Every betta I've ever owned (upwards of 20) has been in a community setting of some sort. I've never kept a betta as the solitary creature in his tank. I've never had an issue with bettas being aggressive to anything else. That said, gouramis are in the same general family as bettas, and are one of the fish that typically do not get along with bettas. I did have a plakat and a dwarf gourami that coexisted peacefully in my planted 46, but I know that was an exception to the general rule. I have no qualms about putting a betta in a community tank as a general rule (depending, of course, on the specific fish - no fin nippers, etc.) but I wouldn't bank on it working with the gourami.


----------



## thegirlundertherainbow (Aug 12, 2004)

Depends on the betta and the type of gourami.
For instance.. Pearl Gourami are very peaceful and I've never had issues with them and bettas.
I've even kept up to 4 female bettas and a male with 6? Pearl Gourami. in a 6ft tank.. but half was planted and lit half was dark and they spent MOST of the time on one side.
The issues I've had with SOME male betta in larger tanks is their fear. Some just can't adjust and do better in a 10gal smaller.
I've also had some blue (not dwarf) and 3 spot gourami (varieties) that were in this tank that were OK. .
but had one? Blue or opaline (it's been too many years) that was not peaceful (toward other gourami it's size it ignored the bettas).
Now.. I tried various DWARF gourami (blue, sunset,etc..) and some of them were VERY nasty. I ended up pulling them.

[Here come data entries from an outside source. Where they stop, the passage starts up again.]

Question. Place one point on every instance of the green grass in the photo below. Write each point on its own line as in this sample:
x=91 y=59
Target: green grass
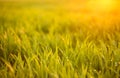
x=39 y=42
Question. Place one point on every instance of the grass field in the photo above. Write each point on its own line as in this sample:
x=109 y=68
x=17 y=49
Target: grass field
x=47 y=40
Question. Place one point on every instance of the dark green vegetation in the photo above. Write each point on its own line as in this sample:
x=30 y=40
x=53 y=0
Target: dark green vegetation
x=38 y=42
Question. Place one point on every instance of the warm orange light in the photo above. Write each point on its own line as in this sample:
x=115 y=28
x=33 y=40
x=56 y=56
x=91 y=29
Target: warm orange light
x=102 y=5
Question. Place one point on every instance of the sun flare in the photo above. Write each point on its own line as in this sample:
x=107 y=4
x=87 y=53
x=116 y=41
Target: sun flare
x=102 y=5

Recently.. I have started a 20g long (HEAVILY) planted that I have a male betta in.. and tried some sparkling gourami (juvenile at that).. and at first he went after them.. so I removed him for a few days to let them settle in. But when I tried to put him back.. they went after him 10x worse.. then even later went after an otto (that was and had been totally still by the way) so the little sparkling gourami now have their own tank.


----------



## Nordic (Nov 11, 2003)

I certainly would not put it with a dwarf gourami. I have only heard of once where that worked in another discussion with a member on here somewhere.


----------



## terror lover 11 (Dec 11, 2015)

Usually, gouramis are very colourful, so that may trigger aggression in a betta. Also, gouramis have been known to bully smaller fish! So my answer would be no. But there may be some exceptions. I don't know any, so try someone else. Good luck!


----------